Tylko zaniepokojone wrony rozkrakały się po całej puszczy.
Wieczorem, po skończonej lekcji, student podniósł na Wacka smutne oczy i szepnął:
— Miałem dziś z tobą ostatnią lekcję, bracie!
— Ostatnią? Dlaczego? — przeraził się chłopak.
— Muszę na łeb na szyję zwiewać stąd i to — jak najdalej — mruknął Strunowski.
— Co się stało?
— Dziś pochwyciliśmy w lesie trzech szpiegów: Szumachera i obu Flemmingów... — objaśnił student.
— Gdzie oni są teraz? — spytał przerażonym głosem Wacek, przypomniawszy sobie trzy strzały w puszczy.

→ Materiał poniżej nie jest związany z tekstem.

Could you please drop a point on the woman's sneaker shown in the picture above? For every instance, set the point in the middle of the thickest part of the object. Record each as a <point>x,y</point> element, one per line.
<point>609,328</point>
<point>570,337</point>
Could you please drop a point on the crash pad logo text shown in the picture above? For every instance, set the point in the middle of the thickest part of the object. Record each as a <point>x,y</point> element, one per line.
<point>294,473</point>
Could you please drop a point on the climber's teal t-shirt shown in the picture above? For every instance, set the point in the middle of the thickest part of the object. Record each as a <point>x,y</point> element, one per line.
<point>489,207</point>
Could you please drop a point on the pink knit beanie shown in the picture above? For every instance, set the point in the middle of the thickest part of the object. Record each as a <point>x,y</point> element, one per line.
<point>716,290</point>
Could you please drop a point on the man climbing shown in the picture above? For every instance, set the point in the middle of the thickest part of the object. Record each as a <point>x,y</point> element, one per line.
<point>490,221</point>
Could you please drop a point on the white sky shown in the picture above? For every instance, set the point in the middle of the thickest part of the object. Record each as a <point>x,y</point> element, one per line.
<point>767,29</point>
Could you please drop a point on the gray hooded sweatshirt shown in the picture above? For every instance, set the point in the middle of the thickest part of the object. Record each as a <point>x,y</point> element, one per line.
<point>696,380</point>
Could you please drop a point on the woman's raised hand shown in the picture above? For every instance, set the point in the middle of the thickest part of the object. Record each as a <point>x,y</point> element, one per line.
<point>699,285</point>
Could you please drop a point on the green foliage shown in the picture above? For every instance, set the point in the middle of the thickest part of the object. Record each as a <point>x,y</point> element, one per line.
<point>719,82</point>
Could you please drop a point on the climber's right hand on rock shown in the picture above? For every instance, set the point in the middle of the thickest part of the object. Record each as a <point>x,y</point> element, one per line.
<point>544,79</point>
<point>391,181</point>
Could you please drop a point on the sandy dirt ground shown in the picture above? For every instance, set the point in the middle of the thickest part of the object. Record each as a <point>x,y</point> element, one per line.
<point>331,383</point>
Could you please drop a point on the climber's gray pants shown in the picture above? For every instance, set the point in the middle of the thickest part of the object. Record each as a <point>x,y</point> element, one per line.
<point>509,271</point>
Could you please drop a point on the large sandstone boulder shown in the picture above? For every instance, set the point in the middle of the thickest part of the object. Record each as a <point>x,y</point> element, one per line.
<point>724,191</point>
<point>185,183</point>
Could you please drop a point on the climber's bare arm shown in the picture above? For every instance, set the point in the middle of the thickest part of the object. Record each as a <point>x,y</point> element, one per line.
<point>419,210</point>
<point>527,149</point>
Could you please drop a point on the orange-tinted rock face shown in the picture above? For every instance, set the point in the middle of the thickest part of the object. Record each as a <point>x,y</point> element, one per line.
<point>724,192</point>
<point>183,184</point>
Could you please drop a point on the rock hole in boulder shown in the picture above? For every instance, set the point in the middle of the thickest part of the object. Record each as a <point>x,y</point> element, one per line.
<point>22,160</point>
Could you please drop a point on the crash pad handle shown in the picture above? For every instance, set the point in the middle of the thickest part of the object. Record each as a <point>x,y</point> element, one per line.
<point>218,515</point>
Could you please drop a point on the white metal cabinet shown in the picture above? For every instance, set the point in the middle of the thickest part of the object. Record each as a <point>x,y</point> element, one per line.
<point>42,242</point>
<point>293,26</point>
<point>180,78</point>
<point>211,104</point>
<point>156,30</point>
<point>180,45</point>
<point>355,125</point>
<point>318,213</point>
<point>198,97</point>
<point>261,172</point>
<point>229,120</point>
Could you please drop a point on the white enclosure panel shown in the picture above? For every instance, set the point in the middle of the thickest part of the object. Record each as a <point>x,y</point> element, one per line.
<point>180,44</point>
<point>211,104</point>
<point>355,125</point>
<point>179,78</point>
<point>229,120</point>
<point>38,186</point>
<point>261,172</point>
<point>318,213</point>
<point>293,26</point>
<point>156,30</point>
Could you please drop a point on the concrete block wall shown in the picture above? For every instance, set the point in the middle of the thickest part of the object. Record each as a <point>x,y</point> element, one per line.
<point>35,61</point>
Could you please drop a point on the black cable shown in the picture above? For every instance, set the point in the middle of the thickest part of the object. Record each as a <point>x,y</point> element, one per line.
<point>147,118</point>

— Są w ziemi... — machnął ręką Strunowski. — Zostali zastrzeleni, bo w przeciwnym razie wydaliby pały oddział. Zakopaliśmy ciała na bagnie... Muszę teraz uciekać stąd... bo żandarmi będą szukali zaginionych i chwytali ludzi bez wyboru.
Wacek był niepocieszony.
Rady jednak nie było.
Rozumiał, że po tym, co się stało dziś w puszczy, Strunowski i jego ludzie muszą się ukryć.
Odezwały się w jego głowie, słyszane przed dwiema godzinami, trzy dziwnie ponure i złowieszcze strzały.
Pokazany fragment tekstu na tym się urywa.